Music Students Program A Robot Orchestra

A CalArts student shows off his robot. i i

hide captionA CalArts student shows off his robot.

Laura Sydell/NPR
A CalArts student shows off his robot.

A CalArts student shows off his robot.

Laura Sydell/NPR

Learning how to program computers isn't typically a requirement for music students, but a professor at the California Institute for the Arts says it should be. Thanks to Ajay Kapur of CalArts, music students are learning how to program and build robots.

Kapur offers a class in which students become part of the Karmetic Machine Orchestra, an ongoing project of his. But when this orchestra warms up, it isn't the typical scene. Instead of telling the musicians to tune to A, Kapur tells them to "tune into the client." A series of boings, pings and reverberating notes follows, and then the orchestra begins.

Watching the Karmetic Machine Orchestra is like getting a peek at the inner workings of a factory through a sheet of glass. It churns. Gears turn. Wired mallets beat drum heads. Some of the musicians sit at laptops looking like workers as they rhythmically press buttons.

Robots That Improvise

The robots aren't built to resemble humans. They're made of screws, wires and found objects. For example, there's a "string bot" made of aluminum boxes, skateboard wheels and guitar picks. Student Jim Murphy's robot has a motor that spins quickly and plucks a string with guitar pick. He can adjust the speed of the motor with his laptop and change the pitch, or even make it sound like a slide guitar.

Programming machines to make music isn't new; it's been around as long as player pianos have existed. But these robots are different: They've been programmed to improvise. That means that Murphy and the other musicians are never certain how a robot will respond.

"You feel like you're playing with another human," Murphy says. "Instead of simply manipulating a tool, it feels like you are sitting there playing with something that has its own quirks. It has almost its own personality. Each robot has a different feel to it."

When Murphy talks about playing his robot, he almost sounds like a conductor. He says it's amazing to control an machine that sounds like an entire orchestra of percussive sounds. There are conventional instruments in the orchestra — a sitar, a bass, a piano — but even they are interconnected to the matrix of robots.

Software By Musicians

The programs that bring spontaneity to these robots were all written by the students. At a time when so much music is created with computers, Kapur says musicians should all know how to program. He says it gives them more control.

"Only knowing how to use, like, a software package that comes out from a certain company completely limits you," he says. "And this is the only way that you can really think about this media and this art. Learning to program and build all these things yourself, you can make up whatever you want."

But humans, not robots, should be making music, says Jaron Lanier, the musician, composer and computer scientist who popularized the term "virtual reality." Lanier says that, while it's interesting to have robots play music, it's a silly idea in the long run.

"I think it's kind of making a mistake in the sense that making robots play music is kind of missing the point," Lanier says. "It's sort of like having a robot have sex for you so you don't have to."

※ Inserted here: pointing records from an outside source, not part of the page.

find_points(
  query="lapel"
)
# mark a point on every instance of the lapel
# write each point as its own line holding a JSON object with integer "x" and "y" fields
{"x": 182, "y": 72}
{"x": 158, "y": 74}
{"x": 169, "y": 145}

Musician John Woods-Wahl says robots aren't replacing humans, but that he thinks of them as instruments that can make sounds humans can't. Tyler Yamin has been working on a robot to play in a Gamelan, an Indonesian musical ensemble that includes gongs, flutes and metal drums.

"Normally, one person would play two or three pots at a time with two sticks," he says. "But instead of having a robot with two arms, I'm going to have a robot with seven arms."

A Science-Fiction Spectacle

Robots that pluck strings and bang drums are also a lot more interesting to watch than most electronic music. Kapur says he's never really compelled by the usual electronic show, in which someone stands behind a laptop hooked up to some speakers. An audience at a Karmetic Machine Orchestra performance, however, gets a close-up of the moving parts live on giant screens; the experience is more like watching a science-fiction movie.

Ultimately, Kapur says he's not trying to teach his students to be programmers — he's trying to help them become artists.

"We're not MIT and we're not like a technical university," he says. "We are a music school. Our job is to make good music that people want to listen to."